Shortcut-Resistant CAM Distillation for Long-Tailed Recognition
Abstract
Real-world datasets often follow a long-tailed distribution, making generalization to tail classes difficult. We revisit this problem through the lens of shortcut learning, where models prefer the easiest predictive cues (e.g., background or textures) over object-centric semantics, especially under scarce and biased supervision. We find that this tendency is amplified for tail classes: limited examples often share similar contexts, making non-semantic signals highly correlated and thus tempting shortcuts, whereas head classes with diverse appearances and environments encourage more stable object-focused representations.
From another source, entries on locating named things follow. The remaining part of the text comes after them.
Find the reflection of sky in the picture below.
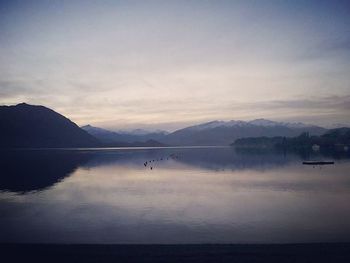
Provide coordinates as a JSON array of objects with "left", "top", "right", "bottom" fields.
[
  {"left": 0, "top": 0, "right": 350, "bottom": 129},
  {"left": 0, "top": 150, "right": 350, "bottom": 243}
]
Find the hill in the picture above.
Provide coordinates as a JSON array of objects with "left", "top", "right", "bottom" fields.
[
  {"left": 0, "top": 103, "right": 101, "bottom": 148},
  {"left": 231, "top": 127, "right": 350, "bottom": 151}
]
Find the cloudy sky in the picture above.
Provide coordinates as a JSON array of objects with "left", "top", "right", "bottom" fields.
[{"left": 0, "top": 0, "right": 350, "bottom": 130}]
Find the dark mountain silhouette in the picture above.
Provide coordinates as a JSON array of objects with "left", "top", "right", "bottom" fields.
[
  {"left": 160, "top": 119, "right": 326, "bottom": 145},
  {"left": 0, "top": 103, "right": 101, "bottom": 148},
  {"left": 81, "top": 125, "right": 166, "bottom": 146}
]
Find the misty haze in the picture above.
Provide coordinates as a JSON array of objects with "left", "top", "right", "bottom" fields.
[{"left": 0, "top": 0, "right": 350, "bottom": 263}]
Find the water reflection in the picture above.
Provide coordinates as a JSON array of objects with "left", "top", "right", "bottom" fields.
[
  {"left": 0, "top": 150, "right": 91, "bottom": 192},
  {"left": 0, "top": 148, "right": 350, "bottom": 243}
]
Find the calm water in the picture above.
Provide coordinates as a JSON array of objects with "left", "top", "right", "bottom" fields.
[{"left": 0, "top": 148, "right": 350, "bottom": 243}]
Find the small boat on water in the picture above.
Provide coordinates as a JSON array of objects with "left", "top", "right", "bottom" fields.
[{"left": 303, "top": 161, "right": 334, "bottom": 165}]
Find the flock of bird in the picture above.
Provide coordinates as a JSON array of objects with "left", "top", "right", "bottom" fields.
[{"left": 143, "top": 153, "right": 179, "bottom": 170}]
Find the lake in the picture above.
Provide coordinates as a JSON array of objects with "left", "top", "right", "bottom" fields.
[{"left": 0, "top": 147, "right": 350, "bottom": 244}]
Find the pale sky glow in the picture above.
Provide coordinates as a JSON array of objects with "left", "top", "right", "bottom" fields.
[{"left": 0, "top": 0, "right": 350, "bottom": 130}]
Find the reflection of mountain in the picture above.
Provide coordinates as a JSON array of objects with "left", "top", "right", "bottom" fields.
[
  {"left": 0, "top": 151, "right": 91, "bottom": 192},
  {"left": 165, "top": 148, "right": 300, "bottom": 170}
]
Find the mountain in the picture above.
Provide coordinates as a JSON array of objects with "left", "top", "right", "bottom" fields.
[
  {"left": 0, "top": 103, "right": 101, "bottom": 148},
  {"left": 159, "top": 119, "right": 326, "bottom": 145},
  {"left": 231, "top": 127, "right": 350, "bottom": 152},
  {"left": 81, "top": 125, "right": 166, "bottom": 146}
]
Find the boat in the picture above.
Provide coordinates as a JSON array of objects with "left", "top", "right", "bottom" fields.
[{"left": 303, "top": 161, "right": 334, "bottom": 165}]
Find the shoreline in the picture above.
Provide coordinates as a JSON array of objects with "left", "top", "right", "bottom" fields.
[{"left": 0, "top": 243, "right": 350, "bottom": 263}]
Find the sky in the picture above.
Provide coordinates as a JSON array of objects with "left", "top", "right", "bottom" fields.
[{"left": 0, "top": 0, "right": 350, "bottom": 131}]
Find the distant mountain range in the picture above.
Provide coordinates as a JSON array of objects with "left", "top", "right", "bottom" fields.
[
  {"left": 0, "top": 103, "right": 336, "bottom": 148},
  {"left": 81, "top": 125, "right": 167, "bottom": 146},
  {"left": 231, "top": 127, "right": 350, "bottom": 152},
  {"left": 156, "top": 119, "right": 327, "bottom": 145}
]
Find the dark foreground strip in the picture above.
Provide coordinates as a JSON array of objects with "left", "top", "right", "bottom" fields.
[{"left": 0, "top": 243, "right": 350, "bottom": 263}]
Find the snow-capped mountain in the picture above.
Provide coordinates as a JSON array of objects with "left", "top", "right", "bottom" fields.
[
  {"left": 161, "top": 119, "right": 326, "bottom": 145},
  {"left": 188, "top": 119, "right": 313, "bottom": 131}
]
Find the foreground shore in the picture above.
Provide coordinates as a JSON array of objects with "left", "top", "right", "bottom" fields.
[{"left": 0, "top": 243, "right": 350, "bottom": 262}]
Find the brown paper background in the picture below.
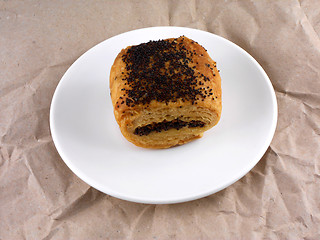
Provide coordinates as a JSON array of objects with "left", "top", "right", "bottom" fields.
[{"left": 0, "top": 0, "right": 320, "bottom": 239}]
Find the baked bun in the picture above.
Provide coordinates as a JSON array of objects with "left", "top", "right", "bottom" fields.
[{"left": 110, "top": 36, "right": 221, "bottom": 148}]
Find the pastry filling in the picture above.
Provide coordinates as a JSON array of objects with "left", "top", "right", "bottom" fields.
[{"left": 134, "top": 118, "right": 205, "bottom": 136}]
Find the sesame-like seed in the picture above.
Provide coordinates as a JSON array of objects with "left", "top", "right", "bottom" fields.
[{"left": 121, "top": 37, "right": 215, "bottom": 107}]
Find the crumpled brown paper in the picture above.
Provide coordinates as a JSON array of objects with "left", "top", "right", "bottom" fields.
[{"left": 0, "top": 0, "right": 320, "bottom": 239}]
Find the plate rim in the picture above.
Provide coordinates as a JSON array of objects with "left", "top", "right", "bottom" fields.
[{"left": 49, "top": 26, "right": 278, "bottom": 204}]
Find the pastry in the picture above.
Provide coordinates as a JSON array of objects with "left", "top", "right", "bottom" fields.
[{"left": 110, "top": 36, "right": 222, "bottom": 148}]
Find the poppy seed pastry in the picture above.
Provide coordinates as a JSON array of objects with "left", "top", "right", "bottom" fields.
[{"left": 110, "top": 36, "right": 222, "bottom": 148}]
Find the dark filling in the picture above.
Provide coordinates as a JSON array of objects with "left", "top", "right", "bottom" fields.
[{"left": 134, "top": 118, "right": 205, "bottom": 136}]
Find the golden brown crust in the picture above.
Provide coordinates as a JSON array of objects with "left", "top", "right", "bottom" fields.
[{"left": 110, "top": 36, "right": 222, "bottom": 148}]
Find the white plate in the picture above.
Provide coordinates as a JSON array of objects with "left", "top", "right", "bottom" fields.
[{"left": 50, "top": 27, "right": 277, "bottom": 203}]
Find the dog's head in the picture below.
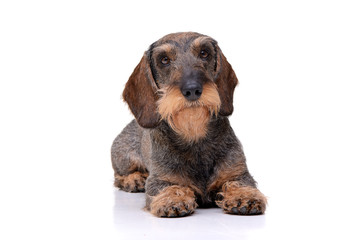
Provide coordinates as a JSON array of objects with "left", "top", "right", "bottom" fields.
[{"left": 123, "top": 32, "right": 238, "bottom": 141}]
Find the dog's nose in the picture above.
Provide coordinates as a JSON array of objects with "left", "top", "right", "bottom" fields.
[{"left": 181, "top": 82, "right": 202, "bottom": 101}]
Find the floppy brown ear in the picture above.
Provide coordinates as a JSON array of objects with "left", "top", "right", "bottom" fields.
[
  {"left": 123, "top": 54, "right": 160, "bottom": 128},
  {"left": 215, "top": 48, "right": 238, "bottom": 116}
]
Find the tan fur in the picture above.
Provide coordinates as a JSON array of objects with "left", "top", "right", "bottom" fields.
[
  {"left": 114, "top": 172, "right": 149, "bottom": 192},
  {"left": 216, "top": 181, "right": 267, "bottom": 215},
  {"left": 157, "top": 83, "right": 221, "bottom": 142},
  {"left": 159, "top": 175, "right": 203, "bottom": 197},
  {"left": 208, "top": 162, "right": 247, "bottom": 192},
  {"left": 150, "top": 185, "right": 198, "bottom": 217}
]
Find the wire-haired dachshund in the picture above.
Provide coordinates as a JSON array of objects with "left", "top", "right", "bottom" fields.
[{"left": 111, "top": 32, "right": 266, "bottom": 217}]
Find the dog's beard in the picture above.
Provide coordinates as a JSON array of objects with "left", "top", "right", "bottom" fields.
[{"left": 158, "top": 83, "right": 221, "bottom": 142}]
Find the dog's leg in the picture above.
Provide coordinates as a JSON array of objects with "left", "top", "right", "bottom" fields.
[
  {"left": 216, "top": 181, "right": 266, "bottom": 215},
  {"left": 146, "top": 176, "right": 198, "bottom": 217},
  {"left": 111, "top": 121, "right": 148, "bottom": 192},
  {"left": 209, "top": 159, "right": 267, "bottom": 215}
]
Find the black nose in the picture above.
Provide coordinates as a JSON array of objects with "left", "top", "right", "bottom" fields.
[{"left": 181, "top": 81, "right": 202, "bottom": 101}]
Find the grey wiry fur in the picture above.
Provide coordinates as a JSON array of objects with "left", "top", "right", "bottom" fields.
[{"left": 111, "top": 33, "right": 266, "bottom": 217}]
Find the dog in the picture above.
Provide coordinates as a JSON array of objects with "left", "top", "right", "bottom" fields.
[{"left": 111, "top": 32, "right": 267, "bottom": 217}]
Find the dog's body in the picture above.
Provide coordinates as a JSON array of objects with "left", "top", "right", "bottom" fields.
[{"left": 112, "top": 33, "right": 266, "bottom": 217}]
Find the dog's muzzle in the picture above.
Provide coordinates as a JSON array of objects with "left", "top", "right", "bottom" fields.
[{"left": 181, "top": 81, "right": 203, "bottom": 101}]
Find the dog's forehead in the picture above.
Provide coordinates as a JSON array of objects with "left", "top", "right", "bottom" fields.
[{"left": 151, "top": 32, "right": 216, "bottom": 51}]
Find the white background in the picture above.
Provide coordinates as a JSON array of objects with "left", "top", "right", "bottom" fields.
[{"left": 0, "top": 0, "right": 360, "bottom": 239}]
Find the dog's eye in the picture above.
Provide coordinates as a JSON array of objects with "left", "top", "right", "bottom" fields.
[
  {"left": 161, "top": 57, "right": 170, "bottom": 65},
  {"left": 200, "top": 50, "right": 209, "bottom": 59}
]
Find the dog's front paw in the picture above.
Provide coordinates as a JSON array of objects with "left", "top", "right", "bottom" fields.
[
  {"left": 150, "top": 185, "right": 198, "bottom": 217},
  {"left": 114, "top": 172, "right": 149, "bottom": 192},
  {"left": 216, "top": 182, "right": 267, "bottom": 215}
]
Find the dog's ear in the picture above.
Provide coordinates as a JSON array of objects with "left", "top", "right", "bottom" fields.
[
  {"left": 123, "top": 53, "right": 160, "bottom": 128},
  {"left": 215, "top": 47, "right": 238, "bottom": 116}
]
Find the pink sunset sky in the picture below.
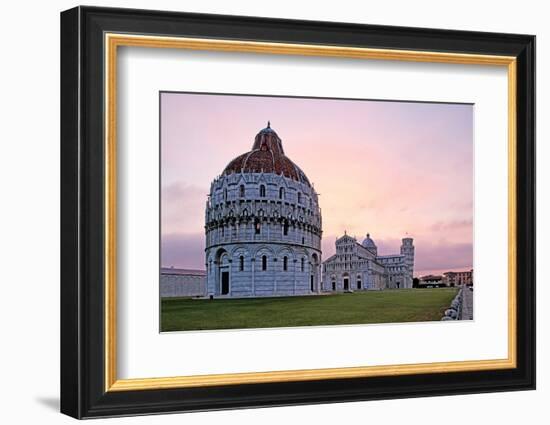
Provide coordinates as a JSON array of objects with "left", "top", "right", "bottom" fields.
[{"left": 160, "top": 93, "right": 473, "bottom": 276}]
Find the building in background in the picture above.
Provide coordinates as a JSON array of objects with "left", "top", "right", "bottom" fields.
[
  {"left": 160, "top": 267, "right": 206, "bottom": 298},
  {"left": 419, "top": 274, "right": 448, "bottom": 286},
  {"left": 443, "top": 269, "right": 474, "bottom": 286},
  {"left": 205, "top": 122, "right": 322, "bottom": 297},
  {"left": 323, "top": 234, "right": 414, "bottom": 292}
]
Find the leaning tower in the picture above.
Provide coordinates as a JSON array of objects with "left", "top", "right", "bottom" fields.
[{"left": 401, "top": 238, "right": 414, "bottom": 288}]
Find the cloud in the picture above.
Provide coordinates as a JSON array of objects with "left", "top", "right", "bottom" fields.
[{"left": 161, "top": 182, "right": 208, "bottom": 233}]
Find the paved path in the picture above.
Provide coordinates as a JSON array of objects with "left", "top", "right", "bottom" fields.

Motivated by this observation, we propose Shortcut-Resistant CAM Distillation (SRCD), a plug-and-play framework that transfers object-focused explanations from head to tail classes. SRCD operates in the Class Activation Map (CAM) space, where a CAM provides a class-specific spatial evidence map for a prediction. SRCD aggregates CAMs from a small set of head-class candidates into a shortcut-resistant teacher using an energy-model weighting based on coherence (Laplacian smoothness) and concentration (Hoyer sparsity), and distills it to the tail-class CAM. We provide a theoretical analysis that quantifies shortcut reliance as shortcut-region evidence mass in CAM space and shows that SRCD suppresses tail shortcuts. Extensive experiments on long-tailed benchmarks consistently improve strong baselines.